In a May 11 letter to Duarte City Councilman John Fasana, chair of the Metropolitan Transportation Authority board of directors, Assemblyman Chris Holden asked the group to remove plans for a 6.3-mile tunnel connecting the Long Beach (710) Freeway in Alhambra to the Foothill (210) Freeway in Pasadena from a list of traffic improvements for the region.

Meanwhile, in a recent update on the proposed tunnel, Caltrans called the tunnel — which could cost more than $5 billion — the best alternative, but admitted that it was too expensive to build.

“The alternative that best addresses the mobility benefits is the single bore freeway tunnel (SBFT), with tolls and truck restrictions,” states a memo found at the agency’s website. Metro and Caltrans are working in conjunction on a draft environmental impact report (DEIR) on ways to improve traffic conditions and relieve existing congestion.

In the state agency’s opinion, the tunnel alternative “reduces regional and local congestion associated with north-south travel demand within the study area and delivers the best transportation performance and benefits with the least environmental impacts. However, the alternative is not fundable in the foreseeable future.”

The Metro board is scheduled to discuss the alternatives at 9 a.m. Thursday, May 25 at its board of directors meeting at 1 Gateway Plaza in Los Angeles. A final decision will be made in 2018 after the environmental impact report is released.

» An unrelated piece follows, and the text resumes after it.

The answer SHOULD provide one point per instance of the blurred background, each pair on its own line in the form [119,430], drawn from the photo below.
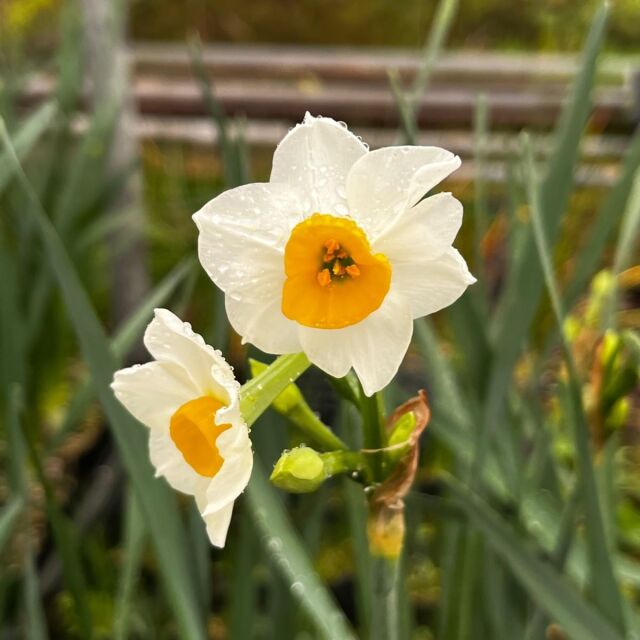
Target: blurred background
[124,118]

Estimated to cost between $3.2 billion and $5.6 billion, the tunnel would begin from where the Long Beach Freeway ends at Valley Boulevard in Alhambra and continue 6.3 miles underneath the Los Angeles neighborhood of El Sereno, South Pasadena and Pasadena to connect at the nexus of the Ventura (134) Freeway and the Foothill Freeway.

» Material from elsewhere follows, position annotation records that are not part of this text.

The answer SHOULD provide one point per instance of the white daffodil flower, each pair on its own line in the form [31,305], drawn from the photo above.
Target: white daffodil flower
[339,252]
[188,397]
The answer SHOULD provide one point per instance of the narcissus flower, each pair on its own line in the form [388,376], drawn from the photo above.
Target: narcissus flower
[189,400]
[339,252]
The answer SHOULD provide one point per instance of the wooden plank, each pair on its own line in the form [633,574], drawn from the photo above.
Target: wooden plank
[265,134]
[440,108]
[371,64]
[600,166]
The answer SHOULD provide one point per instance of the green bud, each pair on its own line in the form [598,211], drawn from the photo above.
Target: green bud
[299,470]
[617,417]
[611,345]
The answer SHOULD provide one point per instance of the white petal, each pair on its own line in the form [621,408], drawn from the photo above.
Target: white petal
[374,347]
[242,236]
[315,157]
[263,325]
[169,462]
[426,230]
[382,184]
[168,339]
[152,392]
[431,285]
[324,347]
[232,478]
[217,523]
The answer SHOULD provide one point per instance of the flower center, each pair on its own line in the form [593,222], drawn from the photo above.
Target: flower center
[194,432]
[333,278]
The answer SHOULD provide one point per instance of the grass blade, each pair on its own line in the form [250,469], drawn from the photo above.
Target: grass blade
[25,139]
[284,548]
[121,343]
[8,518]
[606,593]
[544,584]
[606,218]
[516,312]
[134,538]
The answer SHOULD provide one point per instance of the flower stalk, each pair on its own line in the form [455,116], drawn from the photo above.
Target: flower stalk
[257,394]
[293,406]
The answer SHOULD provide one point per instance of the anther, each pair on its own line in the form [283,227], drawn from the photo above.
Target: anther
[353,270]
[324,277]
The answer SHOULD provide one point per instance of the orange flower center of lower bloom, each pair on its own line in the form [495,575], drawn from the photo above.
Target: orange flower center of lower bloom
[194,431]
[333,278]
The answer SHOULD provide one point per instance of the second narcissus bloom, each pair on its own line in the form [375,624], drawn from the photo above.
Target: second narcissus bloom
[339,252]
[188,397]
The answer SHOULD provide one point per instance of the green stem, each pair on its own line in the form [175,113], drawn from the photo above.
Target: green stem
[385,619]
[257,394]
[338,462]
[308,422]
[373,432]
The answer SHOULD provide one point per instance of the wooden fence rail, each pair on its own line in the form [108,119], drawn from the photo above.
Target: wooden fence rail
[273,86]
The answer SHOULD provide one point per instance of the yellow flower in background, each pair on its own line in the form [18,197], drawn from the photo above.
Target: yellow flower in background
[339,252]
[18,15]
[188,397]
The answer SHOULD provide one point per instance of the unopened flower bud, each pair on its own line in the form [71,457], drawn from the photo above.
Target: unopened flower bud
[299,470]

“The tunnel will cause more problems than it solves,” Holden wrote. “First, the funding is not available. The cost of $5 billion or more is a price Los Angeles County residents cannot and should not have to pay, especially with the potential for the project to go over budget. Second, it fails to relieve traffic in the region since it only shifts traffic from one area to another.”

Last year, the proposed 710 tunnel project made the list of the Top 12 most wasteful highway expansion projects in the country, according to a report issued by the California Public Interest Research Group (CalPIRG) Education Fund.